Матрона побагровела от злости и прошипела что-то невнятное, а острослов и философ остался весьма доволен тем, что успел взбесить матрону.
– Скажите, пожалуйста, – обратилась, однако, к нему матрона, успевшая уже через минуту оправиться и одуматься, – какими это судьбами вы-то – ведь вы у нас такой либерал, демократ, прогрессист – и вдруг на этом обеде!.. Ведь вы за мужиков всегда, на словах-то.
– А что ж? Я, сударыня, тризну, сиречь поминки справляю, – поклонился Подхалютин, – ведь я – сами изволите знать – по философской части отчислен, – а это у нас все равно, что по запасным войскам, – ну так значит, и взираю на это дело с моей философской точки зрения.
– Какая ж это точка? – захихикали некоторые дамы, ожидая, что острослов, вероятно, отрежет им что-нибудь скабрезно-пикантное, – а славнобубенские дамы, надо заметить, вообще питают некоторую слабость к скабрезно-пикантному.
– Философская точка, милостивые государыни, – начал пояснять присяжный остряк, – это самая простая и естественная, а потому самая верная, настоящая точка. Вы думаете, что мы и взаправду чествуем этого благородного барона из остзейской стороны? Вы полагаете, что все эти спичи и прочее суть заявления нашей симпатии и признательности?
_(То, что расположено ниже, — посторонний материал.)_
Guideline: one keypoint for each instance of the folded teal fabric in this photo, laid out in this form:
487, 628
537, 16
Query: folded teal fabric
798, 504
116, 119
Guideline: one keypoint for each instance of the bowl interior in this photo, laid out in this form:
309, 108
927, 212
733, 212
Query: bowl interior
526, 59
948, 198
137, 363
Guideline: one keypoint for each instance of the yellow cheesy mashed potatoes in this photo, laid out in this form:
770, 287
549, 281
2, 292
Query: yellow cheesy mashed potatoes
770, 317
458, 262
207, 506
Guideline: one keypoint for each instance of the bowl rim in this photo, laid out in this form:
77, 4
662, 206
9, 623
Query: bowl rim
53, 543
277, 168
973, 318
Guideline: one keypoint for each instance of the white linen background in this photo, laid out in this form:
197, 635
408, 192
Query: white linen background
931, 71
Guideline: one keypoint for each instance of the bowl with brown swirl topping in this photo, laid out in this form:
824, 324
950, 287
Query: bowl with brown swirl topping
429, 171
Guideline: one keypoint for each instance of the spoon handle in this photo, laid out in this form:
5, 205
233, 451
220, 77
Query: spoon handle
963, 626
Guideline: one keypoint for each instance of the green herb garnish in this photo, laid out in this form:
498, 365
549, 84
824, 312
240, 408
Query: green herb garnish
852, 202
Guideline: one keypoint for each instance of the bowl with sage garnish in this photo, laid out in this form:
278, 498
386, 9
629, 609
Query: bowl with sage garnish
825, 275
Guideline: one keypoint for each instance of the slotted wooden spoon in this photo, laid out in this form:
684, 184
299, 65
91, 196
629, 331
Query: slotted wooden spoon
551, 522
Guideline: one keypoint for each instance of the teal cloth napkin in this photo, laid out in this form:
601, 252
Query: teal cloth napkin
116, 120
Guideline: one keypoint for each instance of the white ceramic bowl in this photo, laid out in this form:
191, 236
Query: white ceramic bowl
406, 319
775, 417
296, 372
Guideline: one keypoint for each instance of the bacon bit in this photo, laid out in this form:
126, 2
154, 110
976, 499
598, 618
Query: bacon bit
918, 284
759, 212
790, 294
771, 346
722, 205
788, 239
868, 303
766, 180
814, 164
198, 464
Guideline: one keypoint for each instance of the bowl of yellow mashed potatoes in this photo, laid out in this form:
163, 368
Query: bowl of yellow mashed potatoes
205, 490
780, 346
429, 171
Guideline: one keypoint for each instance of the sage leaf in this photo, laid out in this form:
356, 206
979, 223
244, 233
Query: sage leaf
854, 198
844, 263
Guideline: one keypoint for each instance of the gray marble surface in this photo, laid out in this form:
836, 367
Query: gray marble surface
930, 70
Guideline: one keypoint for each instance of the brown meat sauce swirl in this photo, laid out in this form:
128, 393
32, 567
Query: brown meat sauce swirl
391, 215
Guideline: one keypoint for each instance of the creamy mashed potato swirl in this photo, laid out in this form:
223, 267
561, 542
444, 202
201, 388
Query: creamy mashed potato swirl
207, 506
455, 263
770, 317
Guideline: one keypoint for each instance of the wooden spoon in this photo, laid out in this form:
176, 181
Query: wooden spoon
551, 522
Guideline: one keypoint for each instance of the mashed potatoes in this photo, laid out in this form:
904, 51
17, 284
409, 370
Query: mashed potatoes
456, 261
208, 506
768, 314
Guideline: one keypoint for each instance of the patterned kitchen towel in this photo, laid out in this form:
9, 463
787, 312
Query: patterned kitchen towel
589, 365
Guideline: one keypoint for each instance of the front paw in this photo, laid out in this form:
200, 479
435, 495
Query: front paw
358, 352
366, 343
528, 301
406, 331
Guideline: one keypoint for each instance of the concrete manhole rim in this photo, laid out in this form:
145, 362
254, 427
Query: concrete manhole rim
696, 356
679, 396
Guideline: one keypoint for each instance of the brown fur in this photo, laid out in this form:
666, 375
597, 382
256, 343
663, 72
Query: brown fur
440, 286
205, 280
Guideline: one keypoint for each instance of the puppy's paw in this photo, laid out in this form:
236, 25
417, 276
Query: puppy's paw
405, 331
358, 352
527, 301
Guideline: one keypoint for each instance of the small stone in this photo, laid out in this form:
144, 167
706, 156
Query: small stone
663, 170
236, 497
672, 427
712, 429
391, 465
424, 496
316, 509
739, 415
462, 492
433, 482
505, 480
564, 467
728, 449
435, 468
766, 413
Если вы мыслите так, то плохо же вы, сударыни, знаете ваших мужей и братьев, скажу я вам! Все эти спичи и симпатии – дело совсем постороннее: так себе сбоку припека. Ничего этого у нас, в сущности, нет и не было, а вся штука в том, что мы все, во-первых, добрые, очень добрые, и сердце у нас какое-то мягкое, слюноточивое; а второе дело, что все мы больно уж на брюхо горазды.
– Фи! какие мерзости!.. Quelles phrases la^ches, que vous nous exprimez! [37] – с притворным жеманством запищали некоторые матроны и сильфиды; но острослов, нимало не смутясь, продолжал в том же роде. Он хорошо знал свою аудиторию.
– Да! именно на брюхо больно горазды. Все эти спичи по части прогресса, развития там симпатий, заявлений и прочего – все это то же самое, что бешемель при телятине, то есть нечто, к самой сути дела, пожалуй, вовсе и не идущее. Это мы только, что называется, черту кочергу ставим, мимоходом отдаем дань Ваалу нашего времени, а главная-то суть у нас всегда была, и есть, и будет неизменно все одна и та же: это – жратва! да, жратва, милостивые государыни! Мы, благочестивые россияне, при всяком удобном случае жрем: на родинах – жрем, на поминках – жрем, на крестинах чавкаем, на именинах лопаем, на свадьбах трескаем и рады-радехоньки каждому случаю, коли он подает нам самый маленький повод собраться вкупе и пожрать. Так точно и нынче: остзейский барон и чувства признательности за будущие его подвиги – это только случайный предлог к жратве, то есть та же бешемель. Мы и чувства наши, и самого-то барона, пожалуй, завтра же забудем, а вот стерлядей аршинных да олонецких рябчиков долго вспоминать станем, до первой новой… ну, хоть экзекуции или еще какой-нибудь там эмансипации, которые обе безразлично тоже будут удобным предлогом. Потому-то вот я и присутствую на этом обеде, коли вы знать хотите, да и все-то мы здесь только поэтому – ей-Богу!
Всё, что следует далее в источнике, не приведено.